Reflections of the International Steering Committee 1994
In the two years of considering the co-sponsorship of Baggot St, members of the Steering Committee grew to appreciate this forum as a means of Mercy discovering itself in a global context, with potential for multiple fruitful linkages across the world.
This forum also provided an experience of mutuality, wherein large and small groups sat as equals with a single vote per country (national conference) regardless of the size of the membership. Mutual influence from the perspective of each of the countries and cultures represented was the desired norm, rather than control exercised in proportion to size and/or financial contribution.

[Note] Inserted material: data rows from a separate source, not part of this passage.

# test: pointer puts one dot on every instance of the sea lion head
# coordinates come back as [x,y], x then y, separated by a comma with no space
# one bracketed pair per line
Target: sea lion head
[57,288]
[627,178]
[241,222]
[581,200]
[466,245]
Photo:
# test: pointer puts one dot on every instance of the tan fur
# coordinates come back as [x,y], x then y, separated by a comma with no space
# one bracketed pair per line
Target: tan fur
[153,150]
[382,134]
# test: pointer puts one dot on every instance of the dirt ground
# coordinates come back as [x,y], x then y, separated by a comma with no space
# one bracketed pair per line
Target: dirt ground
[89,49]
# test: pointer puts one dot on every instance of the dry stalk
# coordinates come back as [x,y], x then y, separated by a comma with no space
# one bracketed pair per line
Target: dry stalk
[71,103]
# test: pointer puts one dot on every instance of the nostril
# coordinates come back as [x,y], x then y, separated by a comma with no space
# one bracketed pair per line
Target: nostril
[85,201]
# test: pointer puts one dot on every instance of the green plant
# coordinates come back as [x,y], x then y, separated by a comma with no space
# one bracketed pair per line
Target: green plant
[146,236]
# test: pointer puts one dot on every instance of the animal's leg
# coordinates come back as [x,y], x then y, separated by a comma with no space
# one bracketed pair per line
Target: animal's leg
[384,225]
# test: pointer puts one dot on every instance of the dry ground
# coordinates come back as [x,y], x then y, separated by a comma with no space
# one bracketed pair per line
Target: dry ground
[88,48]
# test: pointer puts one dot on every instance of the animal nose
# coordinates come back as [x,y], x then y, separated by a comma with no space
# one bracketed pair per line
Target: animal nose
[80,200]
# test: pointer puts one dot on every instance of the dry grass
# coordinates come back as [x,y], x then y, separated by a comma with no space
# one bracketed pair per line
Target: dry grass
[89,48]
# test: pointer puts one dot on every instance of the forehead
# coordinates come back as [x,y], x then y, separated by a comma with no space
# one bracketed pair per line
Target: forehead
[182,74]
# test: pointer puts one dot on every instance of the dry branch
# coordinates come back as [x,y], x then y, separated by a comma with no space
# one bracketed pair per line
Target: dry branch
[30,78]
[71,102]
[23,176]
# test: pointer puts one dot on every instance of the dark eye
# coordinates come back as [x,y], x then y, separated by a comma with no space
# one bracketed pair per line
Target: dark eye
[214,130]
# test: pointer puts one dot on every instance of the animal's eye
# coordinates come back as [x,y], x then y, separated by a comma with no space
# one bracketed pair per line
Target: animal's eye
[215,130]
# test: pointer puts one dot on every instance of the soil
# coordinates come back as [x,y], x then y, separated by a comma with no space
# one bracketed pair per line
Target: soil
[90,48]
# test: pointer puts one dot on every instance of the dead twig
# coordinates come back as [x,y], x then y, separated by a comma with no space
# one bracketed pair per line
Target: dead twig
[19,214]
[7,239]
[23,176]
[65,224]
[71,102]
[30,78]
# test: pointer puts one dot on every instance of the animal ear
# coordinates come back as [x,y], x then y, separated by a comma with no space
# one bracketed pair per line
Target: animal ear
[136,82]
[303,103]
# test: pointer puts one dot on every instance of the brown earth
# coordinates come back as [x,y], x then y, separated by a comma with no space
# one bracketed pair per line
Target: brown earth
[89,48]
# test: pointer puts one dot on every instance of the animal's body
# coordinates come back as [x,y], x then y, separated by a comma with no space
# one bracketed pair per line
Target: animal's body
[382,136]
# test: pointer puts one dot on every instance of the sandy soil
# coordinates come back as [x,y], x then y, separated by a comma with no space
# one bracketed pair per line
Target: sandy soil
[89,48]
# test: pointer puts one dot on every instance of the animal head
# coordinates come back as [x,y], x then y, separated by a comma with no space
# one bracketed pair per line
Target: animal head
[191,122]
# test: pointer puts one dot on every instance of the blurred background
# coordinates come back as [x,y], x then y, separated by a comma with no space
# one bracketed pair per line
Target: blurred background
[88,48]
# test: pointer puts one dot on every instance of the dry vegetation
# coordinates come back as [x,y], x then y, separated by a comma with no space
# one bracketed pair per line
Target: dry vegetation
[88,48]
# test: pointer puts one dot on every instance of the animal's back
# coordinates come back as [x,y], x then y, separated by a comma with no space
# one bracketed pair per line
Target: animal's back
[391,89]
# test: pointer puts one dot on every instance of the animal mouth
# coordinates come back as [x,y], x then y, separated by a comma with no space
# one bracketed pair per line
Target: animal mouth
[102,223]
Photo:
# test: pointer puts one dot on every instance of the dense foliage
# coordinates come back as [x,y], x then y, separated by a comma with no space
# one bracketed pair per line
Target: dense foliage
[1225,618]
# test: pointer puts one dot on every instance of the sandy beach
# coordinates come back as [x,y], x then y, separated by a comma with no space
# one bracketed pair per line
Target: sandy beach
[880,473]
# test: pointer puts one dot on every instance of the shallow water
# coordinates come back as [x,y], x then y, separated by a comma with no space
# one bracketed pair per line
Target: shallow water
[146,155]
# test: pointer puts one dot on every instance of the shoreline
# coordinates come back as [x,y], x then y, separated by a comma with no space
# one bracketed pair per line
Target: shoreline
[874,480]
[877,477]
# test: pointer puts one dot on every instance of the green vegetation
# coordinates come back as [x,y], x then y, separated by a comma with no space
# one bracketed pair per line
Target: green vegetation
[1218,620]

Members of the International Steering Committee at Baggot Street for the first meeting, May 1989
L-r: Srs Regina Kelly ( Ire), Catherine Quane (GB Institute), Margaret Mary Kennedy (GB Union), Kath Burke (ISMA), Mary Trainer (America - Merion) & Mary Gleeson (Aotearoa New Zealand - Christchurch)
We were birthing a new mode of interacting on a global level, one that witnessed an alternative to the superpower model operative in the economic, political and social spheres of our world. We realised that until we are joined at the table by Sisters representing indigenous cultures of the Pacific, Asia Africa and Latin America, we are far from truly reflecting the multicultural global reality of Mercy.
We were drawn together by the question of Baggot St. However the very experiencing of ourselves as part of an international group, stretched us beyond our local perspectives and beyond our original question. The praxis of sharing and struggling with opposing views, reflecting on Catherine in this sacred place, in light of her multicultural Institute, evoked a universal perspective which transcended our particular solidarities.
The original question posed in 1989: "If Catherine looked at Baggot Street today, how would she have us use the space?" broadened. We began to realize there were other questions she would have us address together "If Catherine looked at our world today, what would she have us be about?" Whatever we did with Baggot St, it had to continue to be a catalyst, increasing our global awareness and challenging us to the costly surrender of national priorities and cultural biases in order to stand in solidarity with our Sisters in Mercy and the people they work with around the globe.
As we re-focused on the original question, the preservation of Catherine's legacy to us, union and charity, became more important than what happened to our particular preferences regarding the Baggot Street proposal. In our search for a compromise there was an effort to be Mercy to one another, to respect what had come from our various countries and to be particularly sensitive and attuned to the cultural realities in Ireland, the host country in which we and the proposed World Mercy Centre would be guests.
We knew, given the limits of time, space and budget, that we would not be able to resolve all our differences, nor even to integrate the diverse values into one proposal. What we set as a modest goal was to find a small piece of common ground on which all countries could stand together. This left unresolved issues which we were not able to address at this time. There was, however, a commitment to continue and the discernment and dialogue on these matters within the international forum over the coming years.